Maine Legislature’s energy docket set for full slate in 2014

VolturnUS, the wind turbine designed and built at the University of Maine, became the first grid-connected offshore wind turbine in the Americas to provide electricity to the power grid in June.
VolturnUS, the wind turbine designed and built at the University of Maine, became the first grid-connected offshore wind turbine in the Americas to provide electricity to the power grid in June. Buy Photo
Posted Nov. 17, 2013, at 11:55 a.m.

AUGUSTA, Maine — The cost of energy in Maine, its production and transmission, as well as whether the mix of renewable sources is balanced, will continue to be debated at the State House in 2014.

Lawmakers on the Legislature’s Energy, Utilities and Technology Committee have spent their past few meetings honing up as they prepare to tackle more than 20 bills — many dealing with renewable energy and more specifically, wind power — that were held over from 2013. To meet legislative deadlines, the panel has to act on the bills by Jan. 24, 2014.

“We’ve got a very aggressive schedule we have to meet,” said Sen. John Cleveland, D-Auburn.

Cleveland, the Senate chairman of the committee, said he didn’t expect energy policy or the debate around it to be the headline-grabber it was in 2013, but he had little doubt the topic would be important.

Meetings set for Dec. 11 and Dec. 18 are designed to further prepare lawmakers as they gather information in advance of deliberations, public hearings and work sessions on the bills, Cleveland said.

He said the work is twofold: providing a general overview of the state’s renewable energy policies to the committee and honing specific bills.

“There are a lot of different pieces; it’s not as though it’s one piece of legislation,” Cleveland said. “We wanted to give the committee a good factual background about what is the current policy, how does it work, what are the goals of those policies and how do they relate to one another.”

Lowering energy costs for homeowners and businesses and ensuring the state gets the most it can from the power that’s generated here also remains a top priority for Republican Gov. Paul LePage.

Also still in the mix for LePage is policy reform that would lift a cap on the state’s renewable energy portfolio standard. Current law disallows hydropower facilities that generate more than 100 megawatts from being classified as renewables.

Lifting that cap could open the door to lower-cost electricity from Quebec, but it could also place in financial jeopardy in-state generation, including some that comes from co-generation facilities at Maine paper mills.

Patrick Woodcock, director of the governor’s Energy Office, said he was confident a productive dialogue with the Legislature would continue, but he anticipated only “incremental” movement on energy policy in 2014.

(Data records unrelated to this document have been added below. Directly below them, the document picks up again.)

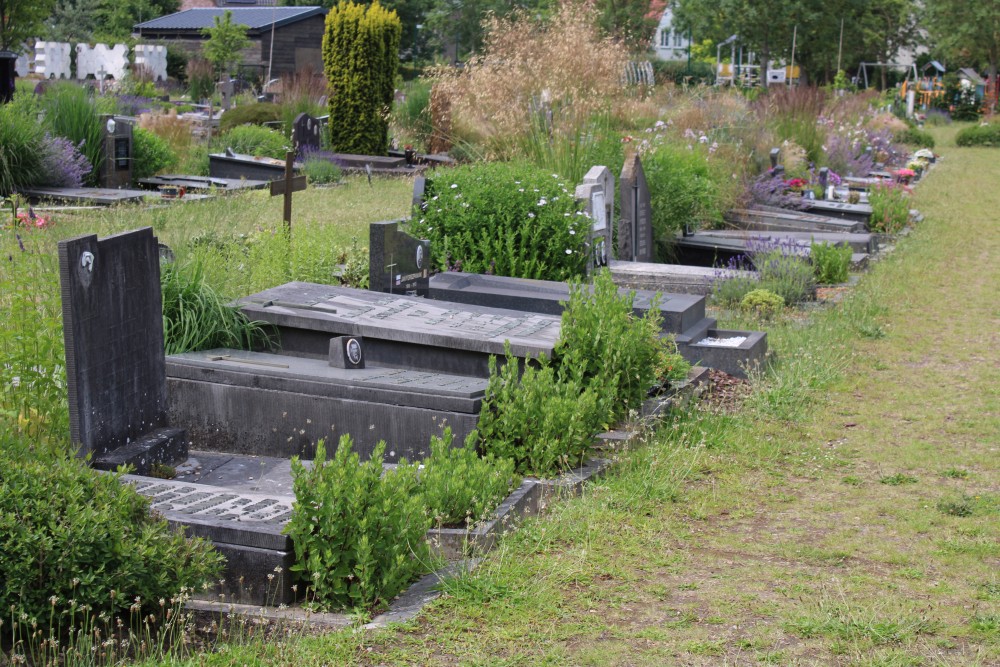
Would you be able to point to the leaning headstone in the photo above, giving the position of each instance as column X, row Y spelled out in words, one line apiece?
column 397, row 262
column 419, row 188
column 599, row 237
column 635, row 228
column 115, row 367
column 305, row 133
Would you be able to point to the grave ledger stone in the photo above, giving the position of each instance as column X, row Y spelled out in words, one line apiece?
column 635, row 229
column 115, row 368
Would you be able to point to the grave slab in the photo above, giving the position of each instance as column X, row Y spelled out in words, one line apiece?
column 98, row 196
column 400, row 331
column 764, row 220
column 277, row 405
column 674, row 278
column 833, row 209
column 679, row 311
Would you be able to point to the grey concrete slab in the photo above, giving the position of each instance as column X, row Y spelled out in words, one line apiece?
column 675, row 278
column 270, row 405
column 767, row 220
column 400, row 331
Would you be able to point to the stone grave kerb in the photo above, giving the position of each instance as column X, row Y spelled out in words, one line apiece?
column 398, row 263
column 635, row 226
column 115, row 362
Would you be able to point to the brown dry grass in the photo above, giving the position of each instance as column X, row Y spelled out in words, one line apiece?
column 563, row 63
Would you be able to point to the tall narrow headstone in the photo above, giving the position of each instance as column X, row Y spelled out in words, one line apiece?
column 115, row 366
column 599, row 236
column 305, row 133
column 635, row 228
column 397, row 262
column 116, row 169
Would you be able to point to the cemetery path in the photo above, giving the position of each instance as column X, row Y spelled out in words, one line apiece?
column 856, row 525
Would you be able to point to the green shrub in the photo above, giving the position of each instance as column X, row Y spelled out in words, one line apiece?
column 979, row 135
column 196, row 317
column 831, row 263
column 461, row 488
column 545, row 425
column 684, row 189
column 359, row 535
column 70, row 533
column 257, row 141
column 250, row 114
column 762, row 303
column 913, row 136
column 360, row 59
column 890, row 208
column 604, row 347
column 21, row 140
column 509, row 219
column 150, row 154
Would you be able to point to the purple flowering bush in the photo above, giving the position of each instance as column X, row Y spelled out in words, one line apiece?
column 65, row 166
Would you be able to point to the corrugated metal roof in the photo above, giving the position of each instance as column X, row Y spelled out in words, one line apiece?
column 254, row 18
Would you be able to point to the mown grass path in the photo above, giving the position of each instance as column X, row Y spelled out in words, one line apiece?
column 850, row 514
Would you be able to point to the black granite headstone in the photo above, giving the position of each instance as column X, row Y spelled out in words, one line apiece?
column 7, row 60
column 115, row 368
column 419, row 188
column 635, row 229
column 305, row 133
column 397, row 262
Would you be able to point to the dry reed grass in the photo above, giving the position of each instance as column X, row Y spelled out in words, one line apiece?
column 527, row 65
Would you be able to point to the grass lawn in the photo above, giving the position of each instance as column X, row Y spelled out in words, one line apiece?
column 849, row 514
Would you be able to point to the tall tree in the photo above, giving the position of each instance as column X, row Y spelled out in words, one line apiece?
column 970, row 29
column 888, row 27
column 20, row 20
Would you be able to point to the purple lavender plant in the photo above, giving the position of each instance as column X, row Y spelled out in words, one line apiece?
column 63, row 163
column 133, row 105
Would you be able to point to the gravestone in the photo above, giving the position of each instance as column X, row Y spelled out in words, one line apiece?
column 115, row 369
column 7, row 60
column 116, row 169
column 226, row 90
column 397, row 262
column 601, row 185
column 635, row 228
column 419, row 188
column 599, row 235
column 305, row 133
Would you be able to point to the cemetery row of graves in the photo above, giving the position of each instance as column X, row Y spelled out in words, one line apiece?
column 499, row 356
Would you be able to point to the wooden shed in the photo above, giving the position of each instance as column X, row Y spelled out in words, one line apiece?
column 297, row 34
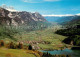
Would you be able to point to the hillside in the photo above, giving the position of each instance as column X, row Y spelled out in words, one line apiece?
column 20, row 18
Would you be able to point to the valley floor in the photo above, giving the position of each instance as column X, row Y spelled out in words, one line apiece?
column 42, row 39
column 4, row 52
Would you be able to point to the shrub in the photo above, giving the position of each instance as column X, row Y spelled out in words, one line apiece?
column 9, row 55
column 30, row 47
column 11, row 45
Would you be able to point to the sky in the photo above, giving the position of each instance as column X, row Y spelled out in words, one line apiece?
column 45, row 7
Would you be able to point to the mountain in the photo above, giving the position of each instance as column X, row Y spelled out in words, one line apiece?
column 20, row 18
column 62, row 19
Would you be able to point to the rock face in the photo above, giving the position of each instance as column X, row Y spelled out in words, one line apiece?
column 19, row 18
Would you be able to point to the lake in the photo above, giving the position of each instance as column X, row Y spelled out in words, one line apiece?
column 73, row 53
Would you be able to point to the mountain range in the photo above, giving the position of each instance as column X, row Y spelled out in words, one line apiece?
column 62, row 19
column 17, row 18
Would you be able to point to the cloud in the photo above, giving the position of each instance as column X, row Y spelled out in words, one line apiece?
column 78, row 14
column 38, row 1
column 32, row 1
column 58, row 15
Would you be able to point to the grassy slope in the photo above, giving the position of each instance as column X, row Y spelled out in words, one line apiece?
column 4, row 52
column 43, row 35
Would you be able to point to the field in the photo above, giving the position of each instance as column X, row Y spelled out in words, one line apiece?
column 4, row 52
column 54, row 41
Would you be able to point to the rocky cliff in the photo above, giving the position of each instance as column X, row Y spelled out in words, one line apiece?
column 20, row 18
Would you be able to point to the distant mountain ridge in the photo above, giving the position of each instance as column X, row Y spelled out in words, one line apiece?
column 63, row 19
column 20, row 18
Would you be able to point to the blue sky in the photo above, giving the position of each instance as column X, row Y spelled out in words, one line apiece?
column 45, row 7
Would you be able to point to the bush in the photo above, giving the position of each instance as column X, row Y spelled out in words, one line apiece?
column 11, row 45
column 1, row 43
column 9, row 55
column 20, row 46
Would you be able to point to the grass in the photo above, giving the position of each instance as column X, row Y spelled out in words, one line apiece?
column 43, row 35
column 4, row 52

Woodcock said there’s little doubt that some of the political and philosophical “chasms” remain between Democrats and Republicans on energy policy. Still, he said, often-overlooked is how collaboratively LePage’s administration and Democrats in the Legislature have worked to reach compromise and solutions.

Woodcock said it’s important to keep in mind they are working on some of the “hardest policy questions that center around some of the most divisive issues” in state politics.

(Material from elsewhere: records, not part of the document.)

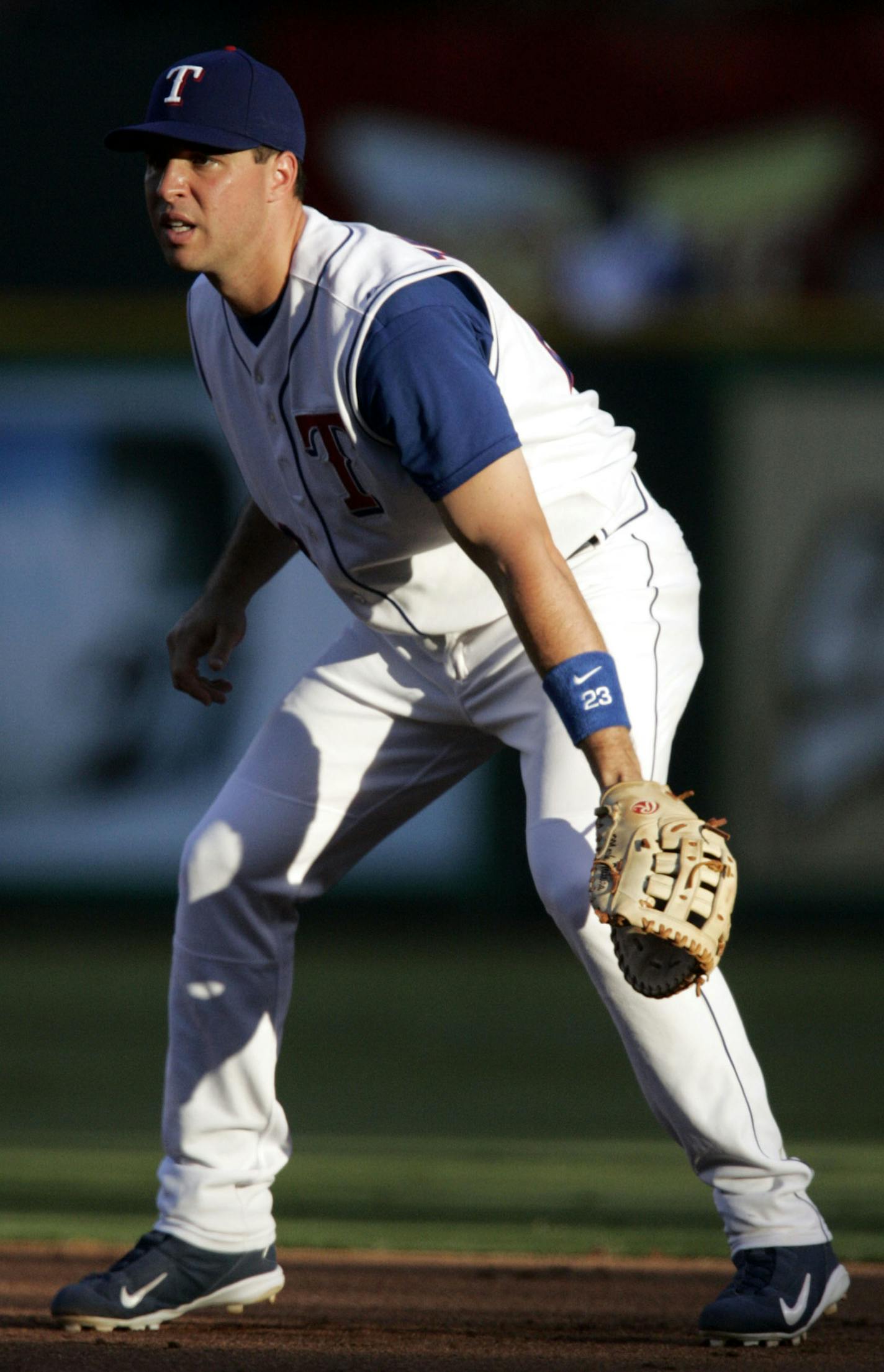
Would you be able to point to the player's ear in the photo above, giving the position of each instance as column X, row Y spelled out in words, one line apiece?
column 284, row 176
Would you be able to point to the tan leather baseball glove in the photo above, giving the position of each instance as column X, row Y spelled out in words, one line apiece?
column 665, row 881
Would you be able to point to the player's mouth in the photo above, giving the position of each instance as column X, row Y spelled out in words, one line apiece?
column 177, row 230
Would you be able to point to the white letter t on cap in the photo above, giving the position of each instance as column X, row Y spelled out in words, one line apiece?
column 177, row 86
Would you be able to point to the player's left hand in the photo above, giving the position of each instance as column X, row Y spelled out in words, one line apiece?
column 210, row 629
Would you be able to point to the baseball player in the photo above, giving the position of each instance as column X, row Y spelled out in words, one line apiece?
column 512, row 582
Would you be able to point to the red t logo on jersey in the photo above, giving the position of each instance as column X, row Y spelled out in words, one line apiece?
column 329, row 430
column 179, row 77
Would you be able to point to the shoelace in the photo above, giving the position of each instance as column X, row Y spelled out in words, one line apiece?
column 755, row 1271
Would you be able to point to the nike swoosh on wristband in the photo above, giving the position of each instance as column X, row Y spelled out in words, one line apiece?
column 793, row 1314
column 130, row 1300
column 579, row 681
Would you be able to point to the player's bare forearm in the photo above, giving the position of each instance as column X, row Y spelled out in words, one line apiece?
column 497, row 519
column 215, row 623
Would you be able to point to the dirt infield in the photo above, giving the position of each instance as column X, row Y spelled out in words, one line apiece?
column 358, row 1312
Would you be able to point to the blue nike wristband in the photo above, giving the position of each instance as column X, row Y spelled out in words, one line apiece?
column 585, row 692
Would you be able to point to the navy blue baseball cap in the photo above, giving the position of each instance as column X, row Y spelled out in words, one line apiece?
column 222, row 99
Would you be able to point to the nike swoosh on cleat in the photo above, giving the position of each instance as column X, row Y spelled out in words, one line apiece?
column 130, row 1300
column 793, row 1314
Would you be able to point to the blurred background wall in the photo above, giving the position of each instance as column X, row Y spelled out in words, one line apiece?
column 684, row 198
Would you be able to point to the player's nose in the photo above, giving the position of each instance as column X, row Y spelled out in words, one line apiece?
column 173, row 180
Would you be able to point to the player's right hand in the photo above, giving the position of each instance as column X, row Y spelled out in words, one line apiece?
column 212, row 629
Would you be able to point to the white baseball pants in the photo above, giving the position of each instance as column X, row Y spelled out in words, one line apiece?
column 377, row 729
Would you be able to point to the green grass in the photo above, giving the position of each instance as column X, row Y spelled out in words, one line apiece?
column 444, row 1093
column 627, row 1197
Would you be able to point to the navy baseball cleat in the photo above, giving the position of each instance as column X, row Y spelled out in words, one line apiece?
column 775, row 1296
column 163, row 1278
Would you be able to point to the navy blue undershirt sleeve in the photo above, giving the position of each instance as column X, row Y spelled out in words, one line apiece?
column 425, row 386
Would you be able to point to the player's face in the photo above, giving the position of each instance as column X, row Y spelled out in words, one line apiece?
column 207, row 207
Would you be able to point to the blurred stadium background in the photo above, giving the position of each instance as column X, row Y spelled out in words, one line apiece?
column 688, row 201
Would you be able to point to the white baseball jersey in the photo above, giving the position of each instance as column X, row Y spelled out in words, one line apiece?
column 289, row 411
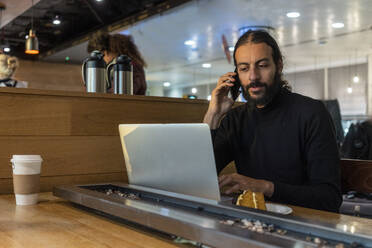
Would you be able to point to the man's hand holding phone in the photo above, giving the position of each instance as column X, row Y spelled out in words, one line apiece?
column 220, row 102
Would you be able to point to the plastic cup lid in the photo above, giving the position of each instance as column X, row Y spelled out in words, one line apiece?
column 26, row 158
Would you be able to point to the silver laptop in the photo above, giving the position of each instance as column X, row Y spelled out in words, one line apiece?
column 177, row 158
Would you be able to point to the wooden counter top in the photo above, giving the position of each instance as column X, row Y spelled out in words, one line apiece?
column 342, row 222
column 54, row 222
column 57, row 223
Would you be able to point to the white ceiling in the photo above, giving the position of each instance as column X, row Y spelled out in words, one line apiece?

Lawmakers, if not in the truncated “short session” of 2014, will be dealing with energy issues for decades to come.

Determining what role Maine will play in providing renewable energy to the more prosperous and populous southern New England and who will ultimately pay to expand the power-line infrastructure needed to transport that energy south, also will be among those issues.

“We are really in an outlier position,” Woodcock said, noting that Maine produces more renewable energy than it consumes, while renewable energy policies in Massachusetts and Connecticut are driving the demand for development of new sources here.

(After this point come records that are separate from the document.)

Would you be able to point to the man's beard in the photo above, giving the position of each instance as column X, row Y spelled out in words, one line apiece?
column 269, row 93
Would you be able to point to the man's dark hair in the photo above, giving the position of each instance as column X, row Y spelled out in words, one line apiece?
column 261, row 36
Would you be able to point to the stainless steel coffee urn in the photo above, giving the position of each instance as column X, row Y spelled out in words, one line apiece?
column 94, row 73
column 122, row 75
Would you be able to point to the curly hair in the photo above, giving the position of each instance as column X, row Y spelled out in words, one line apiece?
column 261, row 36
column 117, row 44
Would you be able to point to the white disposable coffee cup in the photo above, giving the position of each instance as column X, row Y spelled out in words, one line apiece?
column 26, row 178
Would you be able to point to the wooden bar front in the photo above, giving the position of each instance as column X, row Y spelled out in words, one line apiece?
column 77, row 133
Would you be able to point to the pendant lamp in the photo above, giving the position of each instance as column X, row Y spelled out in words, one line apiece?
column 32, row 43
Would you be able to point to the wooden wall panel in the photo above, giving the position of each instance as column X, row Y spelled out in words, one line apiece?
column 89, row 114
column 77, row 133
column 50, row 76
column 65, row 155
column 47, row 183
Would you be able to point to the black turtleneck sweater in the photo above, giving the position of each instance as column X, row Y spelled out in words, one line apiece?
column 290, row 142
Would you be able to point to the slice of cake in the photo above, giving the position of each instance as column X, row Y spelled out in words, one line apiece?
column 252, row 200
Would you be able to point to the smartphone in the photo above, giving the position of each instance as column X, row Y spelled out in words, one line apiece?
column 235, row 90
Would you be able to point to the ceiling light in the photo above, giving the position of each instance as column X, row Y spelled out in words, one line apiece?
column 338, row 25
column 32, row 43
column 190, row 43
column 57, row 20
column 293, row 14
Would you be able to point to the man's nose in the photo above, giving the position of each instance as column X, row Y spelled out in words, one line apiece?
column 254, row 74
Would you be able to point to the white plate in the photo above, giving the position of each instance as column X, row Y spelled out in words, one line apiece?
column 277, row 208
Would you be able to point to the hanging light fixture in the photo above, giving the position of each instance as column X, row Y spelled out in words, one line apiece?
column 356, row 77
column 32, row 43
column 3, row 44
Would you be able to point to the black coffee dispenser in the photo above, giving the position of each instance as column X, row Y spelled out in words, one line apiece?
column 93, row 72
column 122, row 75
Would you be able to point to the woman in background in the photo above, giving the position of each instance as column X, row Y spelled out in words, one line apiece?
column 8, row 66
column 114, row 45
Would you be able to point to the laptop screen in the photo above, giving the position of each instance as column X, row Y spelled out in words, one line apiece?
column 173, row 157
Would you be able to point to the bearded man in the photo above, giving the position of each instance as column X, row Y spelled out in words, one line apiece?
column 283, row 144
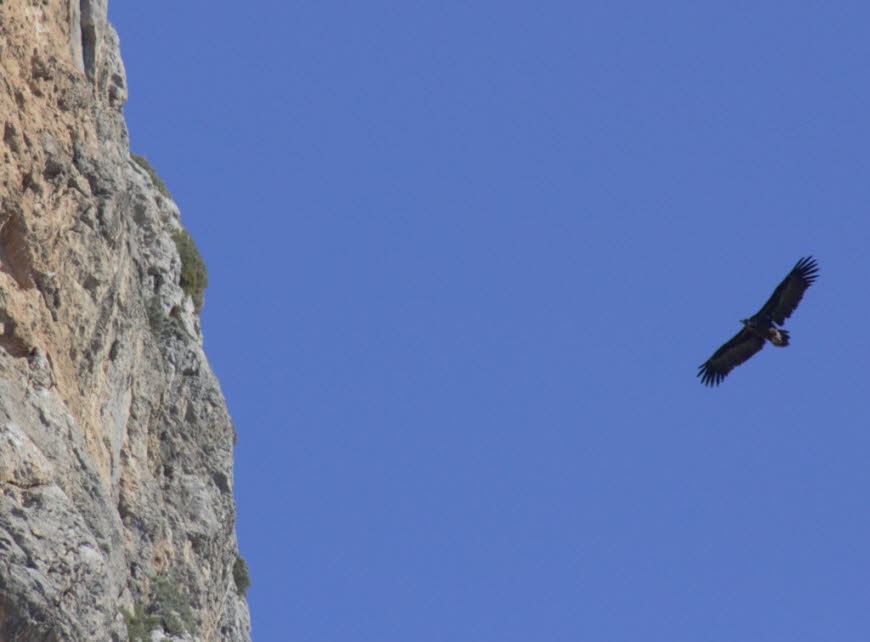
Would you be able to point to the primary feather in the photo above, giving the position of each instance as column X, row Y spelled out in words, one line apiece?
column 762, row 326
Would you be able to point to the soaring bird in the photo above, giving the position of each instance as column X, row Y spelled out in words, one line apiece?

“And at this point, the supply is not meeting the demand,” he said.

At the heart of the discussion should be the question of how the state gets the most benefit for Maine people out of the resources it has available. That includes refocusing the policy debate on reducing costs, diversifying production and maximizing benefits for ratepayers.

“If we took all the funding we could provide for our renewable policies and asked ourselves, ‘Are we spending it in the most effective way?’— I think the answer is no,” Woodcock told lawmakers on the Energy Committee last week.

He said LePage wants a state energy policy that ultimately “maximizes” the benefits for the people of Maine. Woodcock said the governor has voiced frustration over the state’s pace in achieving some of its goals, including the effort to improve efficiency and conservation.

LePage has said, “‘We are moving kind of like a turtle, rather than a hare,’” Woodcock told the committee last week.

Cleveland said he and other Democrats working on energy policy agree with LePage on several levels.

He said the committee’s second meeting in December would be a review of state policy on commercial-sized wind power projects and a review of the goals and policies established in the Wind Energy Act of 2008

Beyond lifting the 100-megawatt cap for hydropower, the LePage administration is interested in changing the 2008 law, especially around the issue of allowing more public input on proposed wind farm developments in the state’s unorganized territories, Woodcock said.